David Martin has always loved to fly. From the time he got his pilot’s license, at 17, he knew that flying for him was more than a casual pastime. He loved it so much that, even as a teenager, he started thinking about what it would be like to fly every day—for a whole year. In 2014, he decided to find out. He flew every day that year, and the next year, and the next.
“I didn’t plan to fly as many days as I did,” Martin says. “I kind of relate it to a runner who starts out and just keeps running. It seems like all of a sudden, it was two years. After that, I honestly, seriously was going to stop at 1,000 days. I thought, That’s a good number. The day that was going be the 1,000th day, I went to get a physical and my doctor said, ‘Why would you stop? Why don’t you just keep going?’ So I decided, Okay. I’ll keep going.”
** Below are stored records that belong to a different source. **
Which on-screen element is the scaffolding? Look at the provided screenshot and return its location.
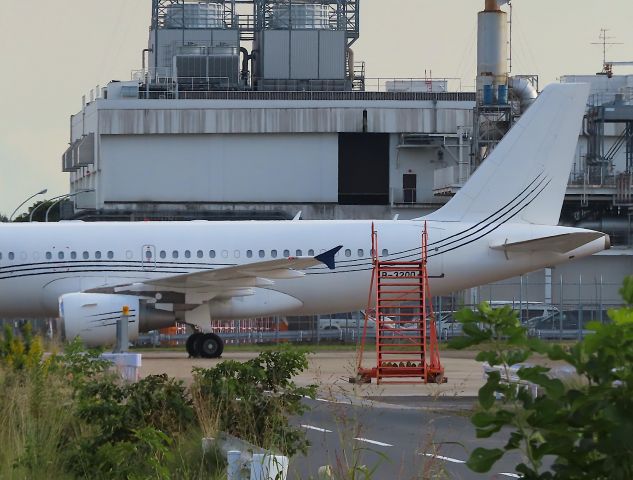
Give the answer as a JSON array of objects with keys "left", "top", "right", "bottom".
[{"left": 351, "top": 224, "right": 446, "bottom": 384}]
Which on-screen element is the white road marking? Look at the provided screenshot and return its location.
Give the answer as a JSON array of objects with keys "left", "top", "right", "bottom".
[
  {"left": 422, "top": 453, "right": 466, "bottom": 463},
  {"left": 301, "top": 425, "right": 332, "bottom": 433},
  {"left": 354, "top": 437, "right": 393, "bottom": 447}
]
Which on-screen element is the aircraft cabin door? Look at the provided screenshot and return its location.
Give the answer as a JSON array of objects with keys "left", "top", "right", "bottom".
[{"left": 141, "top": 245, "right": 156, "bottom": 271}]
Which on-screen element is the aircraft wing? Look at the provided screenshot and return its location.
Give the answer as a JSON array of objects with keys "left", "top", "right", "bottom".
[
  {"left": 490, "top": 232, "right": 604, "bottom": 253},
  {"left": 86, "top": 246, "right": 342, "bottom": 298}
]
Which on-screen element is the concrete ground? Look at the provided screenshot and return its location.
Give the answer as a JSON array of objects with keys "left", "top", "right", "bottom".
[{"left": 141, "top": 351, "right": 484, "bottom": 400}]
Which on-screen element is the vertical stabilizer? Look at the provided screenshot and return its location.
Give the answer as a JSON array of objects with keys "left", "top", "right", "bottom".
[{"left": 426, "top": 84, "right": 589, "bottom": 225}]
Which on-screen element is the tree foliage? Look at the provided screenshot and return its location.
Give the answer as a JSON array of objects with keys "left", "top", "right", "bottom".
[{"left": 453, "top": 277, "right": 633, "bottom": 480}]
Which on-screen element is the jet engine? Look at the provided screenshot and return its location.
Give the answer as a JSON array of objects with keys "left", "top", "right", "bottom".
[{"left": 59, "top": 293, "right": 176, "bottom": 346}]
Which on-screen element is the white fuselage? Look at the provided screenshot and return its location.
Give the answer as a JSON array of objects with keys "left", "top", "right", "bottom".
[{"left": 0, "top": 221, "right": 605, "bottom": 318}]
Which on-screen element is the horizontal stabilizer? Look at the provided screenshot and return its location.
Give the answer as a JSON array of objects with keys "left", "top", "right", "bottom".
[{"left": 490, "top": 232, "right": 605, "bottom": 253}]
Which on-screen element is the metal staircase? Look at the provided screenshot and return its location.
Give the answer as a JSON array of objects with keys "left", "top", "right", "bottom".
[{"left": 354, "top": 225, "right": 446, "bottom": 384}]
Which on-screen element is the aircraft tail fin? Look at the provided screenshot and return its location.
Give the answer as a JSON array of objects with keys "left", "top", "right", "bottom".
[{"left": 426, "top": 84, "right": 589, "bottom": 225}]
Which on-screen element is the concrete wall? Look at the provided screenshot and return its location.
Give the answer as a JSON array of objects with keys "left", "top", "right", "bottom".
[{"left": 98, "top": 134, "right": 338, "bottom": 203}]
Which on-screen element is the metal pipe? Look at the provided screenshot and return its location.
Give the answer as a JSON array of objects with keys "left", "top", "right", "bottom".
[
  {"left": 240, "top": 47, "right": 253, "bottom": 86},
  {"left": 347, "top": 47, "right": 354, "bottom": 82}
]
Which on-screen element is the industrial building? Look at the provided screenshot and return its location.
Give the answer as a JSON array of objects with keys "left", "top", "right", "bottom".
[{"left": 62, "top": 0, "right": 633, "bottom": 316}]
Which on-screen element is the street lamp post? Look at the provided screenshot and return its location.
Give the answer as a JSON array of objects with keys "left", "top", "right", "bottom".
[
  {"left": 9, "top": 188, "right": 48, "bottom": 221},
  {"left": 44, "top": 189, "right": 94, "bottom": 222}
]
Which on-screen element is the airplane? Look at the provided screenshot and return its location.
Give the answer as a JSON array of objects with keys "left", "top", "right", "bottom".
[{"left": 0, "top": 84, "right": 610, "bottom": 358}]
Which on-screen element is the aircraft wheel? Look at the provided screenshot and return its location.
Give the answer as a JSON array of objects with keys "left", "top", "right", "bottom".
[
  {"left": 196, "top": 333, "right": 224, "bottom": 358},
  {"left": 185, "top": 333, "right": 202, "bottom": 358}
]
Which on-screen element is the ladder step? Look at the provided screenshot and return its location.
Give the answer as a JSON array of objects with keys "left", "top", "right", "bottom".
[
  {"left": 380, "top": 297, "right": 422, "bottom": 302},
  {"left": 381, "top": 335, "right": 422, "bottom": 340}
]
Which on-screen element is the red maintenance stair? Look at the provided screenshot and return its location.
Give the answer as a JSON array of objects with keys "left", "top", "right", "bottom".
[{"left": 353, "top": 224, "right": 446, "bottom": 384}]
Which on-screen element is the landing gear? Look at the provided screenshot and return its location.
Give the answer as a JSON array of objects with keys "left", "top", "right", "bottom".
[{"left": 186, "top": 333, "right": 224, "bottom": 358}]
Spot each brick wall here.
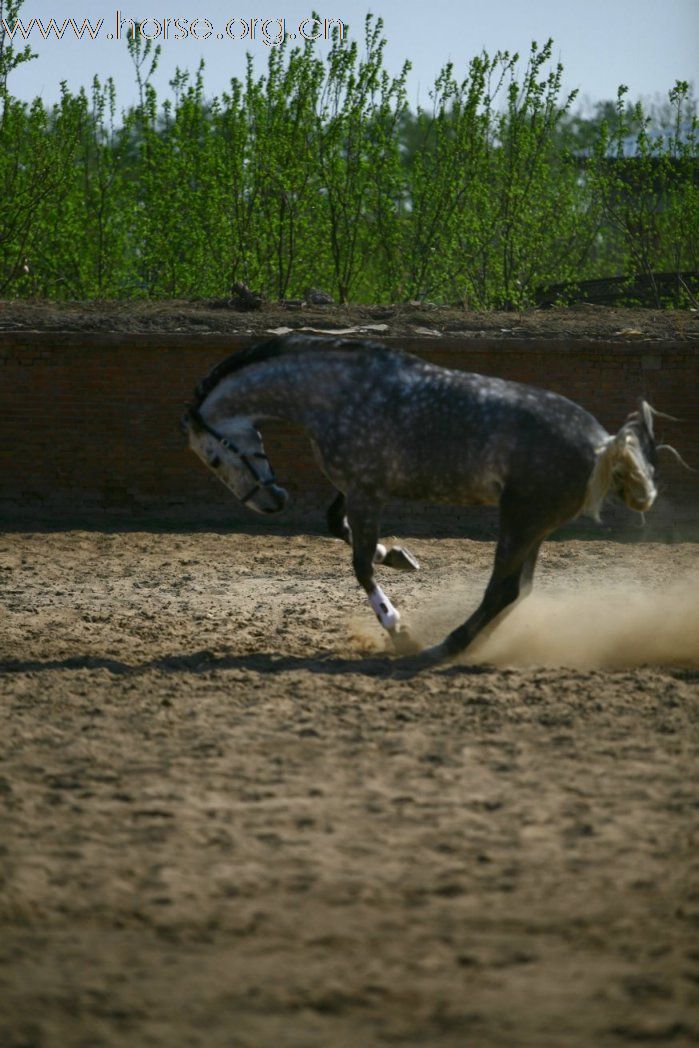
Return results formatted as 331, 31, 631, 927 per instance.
0, 331, 699, 524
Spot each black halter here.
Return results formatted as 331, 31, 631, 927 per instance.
190, 410, 277, 503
On December 31, 2018, Martin flew his last consecutive daily flight—on day 1,826. He had flown every day for five straight years.
Martin says there were a number of circumstances that made flying all those days in a row possible. First, he lives in the middle of Texas, where there is almost always one-mile visibility—the Federal Aviation Administration minimum under Visual Flight Rules (in daytime, uncontrolled airspace). “In five years, there was never a day that was fogged in all day long,” says Martin. “I live on a lake, and the airport is right beside the lake. All you have to do is get high enough to fly around over the lake, and come back and land.”
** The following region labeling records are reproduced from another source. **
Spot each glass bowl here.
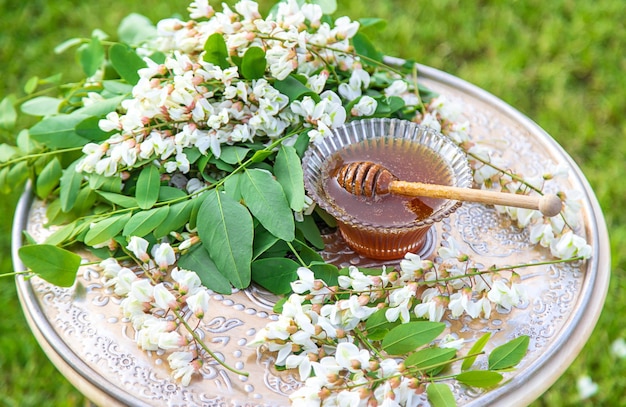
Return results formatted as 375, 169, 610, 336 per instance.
302, 119, 472, 260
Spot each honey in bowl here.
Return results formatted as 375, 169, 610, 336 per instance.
322, 138, 453, 227
302, 118, 472, 261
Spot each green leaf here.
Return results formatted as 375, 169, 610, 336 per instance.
122, 206, 170, 237
158, 185, 187, 202
20, 96, 63, 116
0, 167, 9, 194
426, 383, 456, 407
102, 80, 133, 96
365, 308, 402, 341
109, 43, 146, 85
59, 161, 83, 212
75, 116, 111, 141
295, 244, 324, 266
30, 112, 89, 149
274, 75, 319, 102
44, 222, 76, 245
154, 200, 195, 238
296, 216, 324, 250
311, 0, 337, 15
24, 76, 39, 95
374, 96, 405, 117
135, 165, 161, 209
404, 348, 456, 375
456, 370, 503, 389
96, 191, 138, 208
85, 212, 131, 246
241, 47, 267, 79
196, 189, 254, 289
382, 321, 446, 355
274, 144, 304, 212
488, 335, 530, 370
7, 161, 31, 188
461, 332, 491, 370
352, 32, 383, 65
18, 244, 81, 287
178, 245, 233, 294
240, 169, 295, 242
35, 157, 63, 199
89, 173, 122, 191
117, 13, 157, 45
0, 95, 17, 130
359, 17, 387, 32
252, 257, 300, 295
54, 38, 83, 54
203, 33, 230, 69
78, 36, 104, 76
220, 146, 250, 165
250, 150, 274, 163
0, 143, 19, 163
72, 95, 127, 118
252, 225, 279, 259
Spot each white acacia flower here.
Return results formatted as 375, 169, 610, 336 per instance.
153, 283, 178, 310
112, 267, 138, 295
167, 352, 196, 386
98, 111, 122, 133
165, 151, 190, 174
385, 285, 415, 323
137, 316, 170, 351
446, 121, 470, 144
130, 278, 154, 302
528, 222, 555, 247
291, 267, 315, 294
99, 257, 122, 278
338, 69, 370, 101
439, 334, 465, 350
335, 342, 371, 372
157, 331, 188, 350
126, 236, 150, 262
428, 95, 462, 121
152, 243, 176, 270
95, 157, 118, 177
289, 376, 327, 407
170, 267, 202, 295
420, 113, 441, 131
338, 266, 374, 291
187, 290, 210, 319
437, 236, 467, 260
413, 288, 445, 322
331, 16, 359, 40
285, 352, 311, 381
350, 95, 378, 117
487, 279, 526, 311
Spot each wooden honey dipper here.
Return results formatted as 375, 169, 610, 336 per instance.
336, 161, 562, 217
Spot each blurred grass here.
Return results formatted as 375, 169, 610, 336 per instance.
0, 0, 626, 406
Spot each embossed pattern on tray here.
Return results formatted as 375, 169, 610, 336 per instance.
14, 65, 602, 406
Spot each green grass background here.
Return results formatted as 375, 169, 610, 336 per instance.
0, 0, 626, 406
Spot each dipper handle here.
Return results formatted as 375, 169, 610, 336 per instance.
389, 180, 563, 217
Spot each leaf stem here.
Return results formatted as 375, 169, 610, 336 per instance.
172, 310, 249, 377
0, 147, 83, 168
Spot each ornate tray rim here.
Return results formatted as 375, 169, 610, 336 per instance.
11, 63, 611, 406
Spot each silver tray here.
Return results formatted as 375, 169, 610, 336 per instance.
12, 64, 610, 406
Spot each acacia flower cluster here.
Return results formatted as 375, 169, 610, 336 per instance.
252, 239, 540, 406
2, 0, 592, 406
100, 237, 217, 386
77, 0, 394, 182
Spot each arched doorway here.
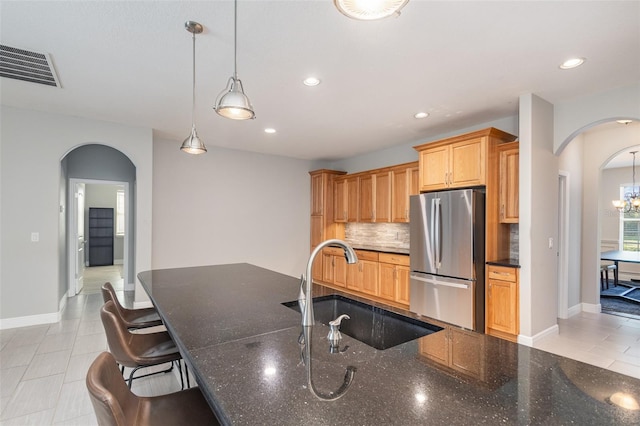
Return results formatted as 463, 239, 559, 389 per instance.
558, 118, 640, 316
61, 144, 136, 297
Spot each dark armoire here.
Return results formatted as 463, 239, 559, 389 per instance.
89, 207, 114, 266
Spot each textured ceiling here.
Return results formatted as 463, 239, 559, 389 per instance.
0, 0, 640, 159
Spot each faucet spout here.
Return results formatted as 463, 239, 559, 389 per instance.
298, 239, 358, 327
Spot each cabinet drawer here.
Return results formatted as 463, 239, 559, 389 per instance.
378, 253, 409, 266
356, 250, 378, 262
487, 265, 518, 282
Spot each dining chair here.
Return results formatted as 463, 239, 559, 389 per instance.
101, 282, 162, 329
86, 352, 219, 426
100, 300, 184, 389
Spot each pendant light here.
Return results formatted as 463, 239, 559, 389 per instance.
214, 0, 256, 120
180, 21, 207, 154
333, 0, 409, 21
612, 151, 640, 213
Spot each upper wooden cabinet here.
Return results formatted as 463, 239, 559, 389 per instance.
414, 127, 515, 192
498, 142, 520, 223
333, 175, 360, 222
391, 162, 420, 223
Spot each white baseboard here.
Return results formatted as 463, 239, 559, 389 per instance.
581, 303, 602, 314
0, 293, 67, 330
567, 303, 582, 318
518, 324, 560, 347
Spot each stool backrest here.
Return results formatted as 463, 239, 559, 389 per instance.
86, 352, 139, 426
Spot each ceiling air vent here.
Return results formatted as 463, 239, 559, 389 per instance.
0, 44, 62, 87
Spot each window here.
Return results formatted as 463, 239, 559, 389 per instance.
620, 185, 640, 251
116, 190, 124, 235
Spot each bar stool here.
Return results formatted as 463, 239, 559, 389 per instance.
102, 282, 162, 329
100, 300, 184, 389
86, 352, 219, 426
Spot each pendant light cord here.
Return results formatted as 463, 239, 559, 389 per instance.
191, 31, 196, 128
233, 0, 238, 80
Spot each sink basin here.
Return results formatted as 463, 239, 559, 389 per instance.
283, 294, 442, 350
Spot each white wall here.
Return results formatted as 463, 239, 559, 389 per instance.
153, 140, 312, 280
558, 135, 584, 311
518, 94, 558, 344
0, 106, 152, 328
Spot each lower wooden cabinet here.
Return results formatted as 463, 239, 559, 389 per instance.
378, 253, 410, 305
485, 265, 520, 341
347, 250, 379, 296
313, 247, 410, 308
419, 325, 486, 380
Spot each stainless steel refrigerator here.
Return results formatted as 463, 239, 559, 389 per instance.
409, 189, 485, 332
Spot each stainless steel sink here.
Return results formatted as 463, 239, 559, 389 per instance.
283, 294, 442, 350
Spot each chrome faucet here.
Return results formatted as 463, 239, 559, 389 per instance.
298, 239, 358, 327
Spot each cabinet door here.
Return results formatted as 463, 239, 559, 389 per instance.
333, 255, 347, 287
373, 172, 391, 222
395, 265, 411, 305
359, 260, 379, 296
487, 279, 518, 334
311, 216, 325, 247
448, 327, 485, 379
500, 148, 520, 223
346, 177, 360, 222
419, 145, 449, 191
322, 252, 334, 283
448, 138, 486, 188
358, 175, 375, 222
333, 179, 347, 222
391, 169, 411, 223
378, 263, 396, 300
311, 174, 324, 216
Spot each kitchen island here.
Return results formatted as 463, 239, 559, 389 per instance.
138, 264, 640, 425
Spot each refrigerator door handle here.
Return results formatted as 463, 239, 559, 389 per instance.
429, 198, 439, 271
411, 274, 469, 289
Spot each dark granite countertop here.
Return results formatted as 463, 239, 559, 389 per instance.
487, 257, 520, 268
138, 264, 640, 425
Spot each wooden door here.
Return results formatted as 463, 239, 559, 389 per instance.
358, 174, 375, 222
333, 255, 348, 287
89, 207, 114, 266
395, 265, 411, 305
500, 147, 520, 223
448, 138, 486, 188
346, 176, 360, 222
373, 171, 391, 222
487, 279, 518, 334
333, 179, 347, 222
419, 145, 450, 191
378, 263, 396, 300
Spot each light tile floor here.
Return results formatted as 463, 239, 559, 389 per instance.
0, 293, 180, 426
0, 293, 640, 426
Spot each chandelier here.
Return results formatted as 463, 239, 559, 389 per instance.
612, 151, 640, 213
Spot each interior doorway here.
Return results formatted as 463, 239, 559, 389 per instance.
67, 179, 131, 297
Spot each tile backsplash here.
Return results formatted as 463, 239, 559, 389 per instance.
345, 223, 409, 250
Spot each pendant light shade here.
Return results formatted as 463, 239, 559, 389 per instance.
180, 21, 207, 154
333, 0, 409, 21
214, 0, 256, 120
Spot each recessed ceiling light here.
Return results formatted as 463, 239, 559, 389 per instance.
560, 58, 586, 70
302, 77, 320, 86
Second, he has a lot of airplanes—seven, plus a few others under restoration that are in pieces. “I probably flew my Piper Cub the most because it’s easy to push out, and it’s my favorite airplane,” he says. “If I was down to one airplane, that would have to be it. I just like puttering around in it.” Currently, he performs in a Beech Baron, flying an engine-out performance similar to the routine made famous by Bob Hoover in a Rockwell Shrike Commander. Traveling to airshows and performing filled a number of the summer days in his total time aloft.
During the late winter and spring, though, having a variety of aircraft to choose from was especially important. It gets pretty windy in his hometown of Possum Kingdom Lake, Texas. “The winds here can blow 40 or 50 miles per hour all day long,” he says. That’s when he climbed into the cockpit of one of his aerobatic airplanes—a French CAP 232 or a two-seat German Extra 300. “The aerobatic aircraft were actually better in the wind,” says Martin, who was the 2001 U.S. Aerobatic Champion. “They have so much control authority that they can handle a lot of wind taking off and landing.”
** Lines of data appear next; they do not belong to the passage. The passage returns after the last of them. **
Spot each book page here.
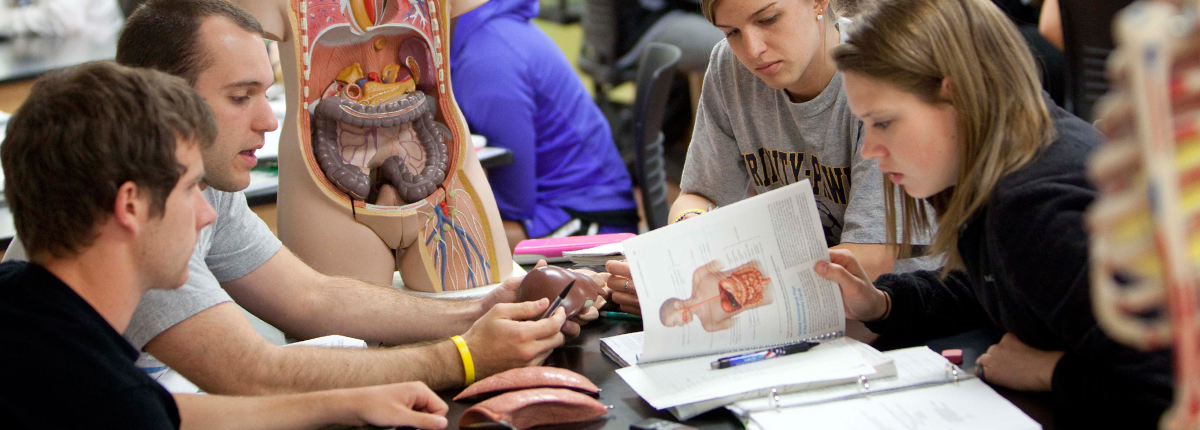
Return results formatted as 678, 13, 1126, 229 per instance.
624, 180, 846, 363
600, 332, 646, 368
748, 380, 1042, 430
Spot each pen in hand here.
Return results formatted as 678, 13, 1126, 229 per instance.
712, 342, 820, 369
538, 281, 575, 319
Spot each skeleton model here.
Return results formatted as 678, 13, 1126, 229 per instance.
238, 0, 512, 292
1088, 2, 1200, 429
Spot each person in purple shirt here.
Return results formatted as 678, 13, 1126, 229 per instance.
450, 0, 638, 246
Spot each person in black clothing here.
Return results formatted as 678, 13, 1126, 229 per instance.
0, 62, 446, 429
816, 0, 1172, 428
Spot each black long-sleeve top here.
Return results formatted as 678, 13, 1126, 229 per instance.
866, 104, 1172, 429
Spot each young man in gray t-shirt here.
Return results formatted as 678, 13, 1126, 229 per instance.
6, 0, 585, 394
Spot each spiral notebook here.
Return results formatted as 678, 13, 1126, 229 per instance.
617, 180, 875, 408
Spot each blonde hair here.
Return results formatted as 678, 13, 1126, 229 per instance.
833, 0, 1055, 274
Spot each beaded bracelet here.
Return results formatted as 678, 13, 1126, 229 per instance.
671, 209, 707, 223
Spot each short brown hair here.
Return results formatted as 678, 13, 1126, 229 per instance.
700, 0, 859, 25
116, 0, 265, 85
0, 61, 217, 261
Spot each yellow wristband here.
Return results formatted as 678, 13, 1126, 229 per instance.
450, 336, 475, 386
671, 209, 708, 223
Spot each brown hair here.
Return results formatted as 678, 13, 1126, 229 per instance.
0, 61, 217, 261
833, 0, 1055, 273
700, 0, 859, 25
116, 0, 263, 85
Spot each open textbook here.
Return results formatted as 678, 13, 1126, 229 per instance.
604, 181, 876, 416
622, 180, 846, 364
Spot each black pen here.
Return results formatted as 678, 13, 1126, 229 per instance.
538, 281, 575, 319
713, 342, 821, 369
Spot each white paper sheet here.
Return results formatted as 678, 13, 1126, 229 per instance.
748, 380, 1042, 430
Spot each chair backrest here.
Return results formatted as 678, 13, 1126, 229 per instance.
580, 0, 620, 88
1058, 0, 1133, 121
634, 42, 683, 229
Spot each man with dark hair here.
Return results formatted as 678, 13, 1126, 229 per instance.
5, 0, 598, 394
0, 62, 446, 429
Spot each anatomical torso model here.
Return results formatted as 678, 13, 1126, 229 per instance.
238, 0, 512, 292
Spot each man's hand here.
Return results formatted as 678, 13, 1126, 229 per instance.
462, 299, 566, 380
814, 250, 888, 322
976, 333, 1063, 392
605, 259, 642, 315
480, 259, 608, 338
556, 269, 608, 338
346, 382, 450, 429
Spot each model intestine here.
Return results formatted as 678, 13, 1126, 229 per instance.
290, 0, 508, 291
1088, 2, 1200, 429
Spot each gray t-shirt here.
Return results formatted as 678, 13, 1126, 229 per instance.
4, 187, 283, 356
679, 41, 936, 270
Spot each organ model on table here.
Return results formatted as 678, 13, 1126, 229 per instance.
1087, 2, 1200, 429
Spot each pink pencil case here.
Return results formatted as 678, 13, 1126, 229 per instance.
512, 233, 637, 264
Martin says he hopes that somebody tries to break his record, but he admits it won’t be easy. He and his wife Martha were able to go on only a few vacations—twice to Maine—but those trips almost ruined his streak. He recalls, “One day it was foggy, and I thought, This is it.” The weather cleared, and he got to fly. He passed up a ride on a friend’s private jet to the National Air and Space Museum’s Steven F. Udvar-Hazy Center in Virginia because he knew that without his own airplanes, he wouldn’t be able to fly once he got there.
One of his most memorable flights over the five years was a slow (65 mph) cruise in an original 1917 OX-5-powered Curtiss Jenny, which belongs to the Call Field Aviation Museum in Wichita Falls, Texas. He had flown it several times, and in 2014, he took it on its last flight. Although most pilots complain about the Jenny’s sluggishness, Martin thinks “it was an amazing airplane for its time. It’s heavy on the controls and doesn’t climb very well, but it flies like a normal airplane.” (An irrepressibly positive outlook also helps in the chase for a record.) At the other extreme from the Jenny, his Bücher Jungmeister biplane treated him to memorable flights every time he flew it.
Martin’s only fear when he started his quest was that he might get tired of flying. “I’ve had professional pilot friends who did get tired of flying and quit, and I was thinking, I don’t want to wear myself out to where I don’t want to go flying any more. It didn’t happen at all,” he says. “In fact, since I’ve stopped, I still haven’t gone more than three days without flying. I think I just like flying.”